📜 ⬆️ ⬇️

Flask Mega-Tutorial, Part 10: Full-Text Search

This is the tenth article in the series where I describe my experience of writing a Python web application using the Flask mic framework.

The purpose of this guide is to develop a fairly functional microblog application, which I decided to call microblog in the absence of originality.


')

Brief repetition


In the previous article, we improved our queries so that they return posts to the page.

Today we will continue to work with our database, but with a different purpose. All applications that store content should provide the ability to search.

For many types of websites, you can simply enable Google, Bing, etc. index everything and provide search results. This works well with sites that are based on static pages, such as a forum. In our small application, the basic unit of content is a short user post, not a whole page. We want a more dynamic search result. For example, if we search for the word “dog”, we want to see all user posts that include this word. Obviously, the search result page does not exist until no one searches, so search engines will not be able to index it.

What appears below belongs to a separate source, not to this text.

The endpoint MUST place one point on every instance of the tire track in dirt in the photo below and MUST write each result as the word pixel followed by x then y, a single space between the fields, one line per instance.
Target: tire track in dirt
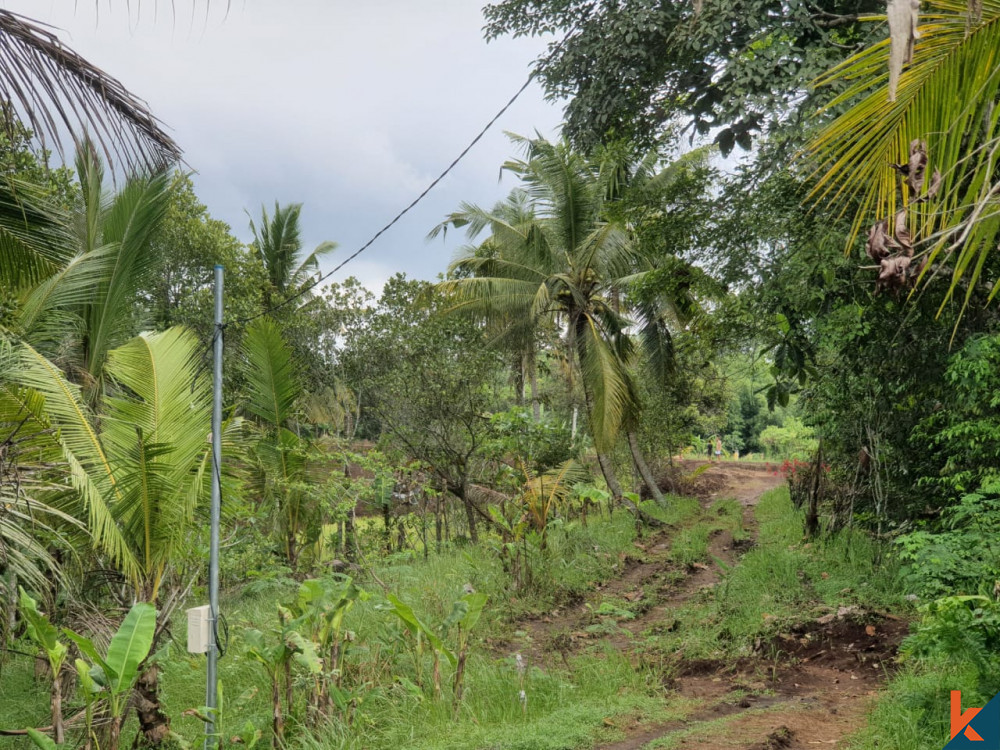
pixel 812 693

Introduction to Full-Text Search Systems


Unfortunately, support for full-text search in relational databases is not standardized. Each database implements full-text search in its own way, and SQLAlchemy does not have a suitable abstraction for this case.

We are now using SQLite for our database, so we could just create a full-text index using the capabilities provided by SQLite, bypassing SQLAlchemy. But this is a bad idea, because if one day we decide to switch to another database, we will have to rewrite our full-text search for another database.

Instead, we are going to leave our database for working with ordinary data, and create a specialized database for search.

There are several open source full-text search systems. Only one, as far as I know, has a Flask extension called Whoosh, and its engine is also written in Python. The advantage of using pure Python is the ability to install it and run wherever Python is available. The disadvantage is the efficiency of the search, which does not compare with the engines written in C or C ++. In my opinion, it would be an ideal solution to have an extension for Flask that can connect with different systems and abstract us from details, as Flask-SQLAlchemy does, freeing us from the nuances of various databases, but there is nothing like that in the full-text search area. Django developers have a very good extension that supports various full-text search systems called django-haystack. Maybe one day someone will create a similar extension for Flask.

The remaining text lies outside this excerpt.